Michael
Michael

Reputation: 5897

Calling other functions from a C++ constructor

Is it safe to call non-virtual functions, including the assignment operator, from the body of a constructor after all member variables have been initialized?

Upvotes: 0

Views: 103

Answers (2)

CreativeMind
CreativeMind

Reputation: 917

Yes, constructor can make call to non-virtual functions.

Make sure all members have been initialized properly before calling assignment operator otherwise object will be in an inconsistent state.

Use the "Virtual Constructor idiom" when you want to call virtual functions from constructor.

Upvotes: 1

Tony Delroy
Tony Delroy

Reputation: 106096

Yes - you can call other non-virtual member functions freely.

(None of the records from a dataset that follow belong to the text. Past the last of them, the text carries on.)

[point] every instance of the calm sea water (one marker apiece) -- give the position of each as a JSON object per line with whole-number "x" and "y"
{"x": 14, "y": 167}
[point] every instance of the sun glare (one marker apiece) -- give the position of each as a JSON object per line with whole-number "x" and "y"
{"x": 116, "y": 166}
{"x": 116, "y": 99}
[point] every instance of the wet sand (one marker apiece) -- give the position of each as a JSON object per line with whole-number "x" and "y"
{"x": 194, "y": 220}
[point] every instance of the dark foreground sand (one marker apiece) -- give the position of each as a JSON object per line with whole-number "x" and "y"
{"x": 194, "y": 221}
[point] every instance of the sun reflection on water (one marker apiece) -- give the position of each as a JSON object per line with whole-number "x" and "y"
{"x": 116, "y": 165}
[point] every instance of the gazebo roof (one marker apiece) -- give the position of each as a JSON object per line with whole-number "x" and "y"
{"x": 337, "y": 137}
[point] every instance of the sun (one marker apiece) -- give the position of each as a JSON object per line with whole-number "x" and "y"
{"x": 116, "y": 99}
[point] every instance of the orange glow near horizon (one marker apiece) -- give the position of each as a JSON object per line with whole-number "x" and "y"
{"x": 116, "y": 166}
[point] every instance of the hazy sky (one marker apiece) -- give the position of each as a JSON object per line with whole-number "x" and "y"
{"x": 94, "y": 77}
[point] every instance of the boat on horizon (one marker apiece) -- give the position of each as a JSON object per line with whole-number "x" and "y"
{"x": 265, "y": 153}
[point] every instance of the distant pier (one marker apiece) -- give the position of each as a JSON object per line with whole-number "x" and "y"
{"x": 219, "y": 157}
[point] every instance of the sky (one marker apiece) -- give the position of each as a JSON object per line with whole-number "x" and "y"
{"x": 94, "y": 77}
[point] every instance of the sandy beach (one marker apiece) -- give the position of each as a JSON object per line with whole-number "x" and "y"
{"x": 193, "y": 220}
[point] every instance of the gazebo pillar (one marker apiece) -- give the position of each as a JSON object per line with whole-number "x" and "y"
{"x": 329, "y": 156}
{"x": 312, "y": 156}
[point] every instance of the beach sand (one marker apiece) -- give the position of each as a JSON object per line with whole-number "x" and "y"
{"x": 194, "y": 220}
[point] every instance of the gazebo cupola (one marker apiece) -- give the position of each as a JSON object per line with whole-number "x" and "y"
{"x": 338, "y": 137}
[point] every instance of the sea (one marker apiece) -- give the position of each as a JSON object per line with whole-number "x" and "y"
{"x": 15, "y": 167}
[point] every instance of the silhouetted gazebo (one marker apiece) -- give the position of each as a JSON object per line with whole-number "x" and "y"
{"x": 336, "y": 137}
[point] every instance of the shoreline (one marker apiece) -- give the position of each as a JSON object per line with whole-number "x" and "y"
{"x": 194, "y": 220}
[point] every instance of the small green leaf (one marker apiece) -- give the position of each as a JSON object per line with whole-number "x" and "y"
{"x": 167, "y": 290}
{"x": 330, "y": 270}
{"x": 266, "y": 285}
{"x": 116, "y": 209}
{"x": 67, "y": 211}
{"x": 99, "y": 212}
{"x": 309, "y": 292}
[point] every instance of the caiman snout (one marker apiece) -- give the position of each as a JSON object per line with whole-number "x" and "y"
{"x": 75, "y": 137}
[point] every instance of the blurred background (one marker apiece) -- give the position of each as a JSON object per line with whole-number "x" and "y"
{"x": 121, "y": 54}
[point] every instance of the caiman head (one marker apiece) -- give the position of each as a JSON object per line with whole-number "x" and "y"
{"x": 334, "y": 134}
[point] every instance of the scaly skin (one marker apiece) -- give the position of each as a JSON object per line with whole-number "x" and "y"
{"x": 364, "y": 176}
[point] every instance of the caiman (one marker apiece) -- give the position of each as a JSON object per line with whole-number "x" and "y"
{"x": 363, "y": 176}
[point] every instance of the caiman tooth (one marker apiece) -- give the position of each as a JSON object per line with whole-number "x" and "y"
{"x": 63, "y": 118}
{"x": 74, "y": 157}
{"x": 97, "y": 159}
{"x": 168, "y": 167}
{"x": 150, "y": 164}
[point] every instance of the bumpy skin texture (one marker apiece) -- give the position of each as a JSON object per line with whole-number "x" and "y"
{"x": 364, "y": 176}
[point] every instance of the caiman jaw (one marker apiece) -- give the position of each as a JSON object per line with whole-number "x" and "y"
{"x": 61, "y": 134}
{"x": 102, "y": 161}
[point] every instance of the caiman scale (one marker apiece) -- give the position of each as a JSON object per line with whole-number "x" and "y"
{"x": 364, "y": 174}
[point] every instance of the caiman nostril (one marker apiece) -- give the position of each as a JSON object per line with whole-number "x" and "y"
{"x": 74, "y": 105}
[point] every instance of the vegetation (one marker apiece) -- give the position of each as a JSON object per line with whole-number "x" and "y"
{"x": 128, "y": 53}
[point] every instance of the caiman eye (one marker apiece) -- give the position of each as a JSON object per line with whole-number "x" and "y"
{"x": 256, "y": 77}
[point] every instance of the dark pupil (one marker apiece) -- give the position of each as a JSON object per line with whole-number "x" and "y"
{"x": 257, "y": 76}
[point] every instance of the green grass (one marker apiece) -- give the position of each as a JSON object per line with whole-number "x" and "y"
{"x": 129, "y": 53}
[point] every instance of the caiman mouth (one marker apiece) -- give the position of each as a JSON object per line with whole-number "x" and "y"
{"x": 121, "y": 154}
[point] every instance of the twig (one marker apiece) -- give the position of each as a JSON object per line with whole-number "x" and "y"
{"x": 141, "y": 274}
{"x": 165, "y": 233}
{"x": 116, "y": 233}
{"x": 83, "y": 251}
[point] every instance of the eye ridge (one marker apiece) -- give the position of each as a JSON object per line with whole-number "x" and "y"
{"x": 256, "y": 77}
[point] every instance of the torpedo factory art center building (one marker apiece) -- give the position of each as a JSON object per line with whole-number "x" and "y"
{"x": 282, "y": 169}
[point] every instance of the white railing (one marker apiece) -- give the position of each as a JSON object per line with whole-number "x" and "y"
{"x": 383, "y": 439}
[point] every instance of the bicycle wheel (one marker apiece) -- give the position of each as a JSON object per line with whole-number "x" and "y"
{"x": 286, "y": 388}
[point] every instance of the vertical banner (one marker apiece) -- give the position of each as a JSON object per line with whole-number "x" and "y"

You can call virtual functions if the most derived base class provides an implementation you happen to want.

Indeed, before C++11 let one constructor call another, it wasn't uncommon for several constructors to call a support function to perform shared initialisation.

operator= can be called in these circumstances - the crucial thing is that any clean-up it might attempt before assigning new state will find sane values to operate on - for example, pointers set to nullptr so delete is safe.

Note that any exceptions from other functions you call that are allowed to cause the constructor to exit (i.e. not caught and suppressed) will prevent the object coming into existence - same as for exceptions thrown directly from the constructor function.